No es que durante los últimos 14 años no la hubiese cruzado. Lo había hecho muchas veces y en episodios de todo tipo, siendo uno de los más notorios la emboscada contra los diputados opositores orquestada por Diosdado Cabello, presidente de la Asamblea Nacional. La degradación pública del adversario político fue una de las marcas de estilo de Hugo Chávez, una marca que desgraciadamente sus herederos también explotan. De hecho, fue el presidente Nicolás Maduro quien en una de sus confusas peroratas acuñó el término Trilogía del Mal, asociándolo con estas figuras, a quienes no dejó de llamar “parásitos fascistas”, hecho que fue aplaudido y difundido porEl Correo de El Orinoco en una fotografía de los tres cuya parte posterior había sido intervenida con unas graciosas calaveras.

Esta agresiva campaña de odio es un recordatorio de la larga historia de batallas entre Chávez y sus adversarios. Una historia que no tapa los atentados contra la democracia perpetrados por figuras públicas, algunas de ellas miembros activos de la oposición.
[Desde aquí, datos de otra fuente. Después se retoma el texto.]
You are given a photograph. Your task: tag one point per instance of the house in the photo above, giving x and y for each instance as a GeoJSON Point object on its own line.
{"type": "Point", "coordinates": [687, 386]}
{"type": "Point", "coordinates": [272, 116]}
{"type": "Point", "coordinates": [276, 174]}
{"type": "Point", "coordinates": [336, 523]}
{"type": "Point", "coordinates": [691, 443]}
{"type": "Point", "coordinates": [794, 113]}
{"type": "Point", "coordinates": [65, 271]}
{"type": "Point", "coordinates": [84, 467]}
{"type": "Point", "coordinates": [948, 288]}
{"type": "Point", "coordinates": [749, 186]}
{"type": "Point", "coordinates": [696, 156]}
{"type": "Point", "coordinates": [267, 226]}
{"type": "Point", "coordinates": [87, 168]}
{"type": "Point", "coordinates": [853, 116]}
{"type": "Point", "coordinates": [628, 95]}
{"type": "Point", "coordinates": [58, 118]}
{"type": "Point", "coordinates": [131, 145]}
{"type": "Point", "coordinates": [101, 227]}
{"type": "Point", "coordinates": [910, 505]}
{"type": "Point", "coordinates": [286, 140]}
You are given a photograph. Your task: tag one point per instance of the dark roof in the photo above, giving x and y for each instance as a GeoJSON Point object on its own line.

Pero esta vez estamos ante una situación inédita, porque identificar a estos tres prominentes líderes opositores como los “enemigos públicos” es una ominosa señal de que el poder ya no solo promueve un discurso de odio, que se ha ejercido durante mucho tiempo, sino también su práctica. De ahí al ajusticiamiento paralegal y la desaparición física de los adversarios tachados de “enemigos públicos”, ambos efectos predecibles de una política de esta naturaleza, hay muy poca distancia.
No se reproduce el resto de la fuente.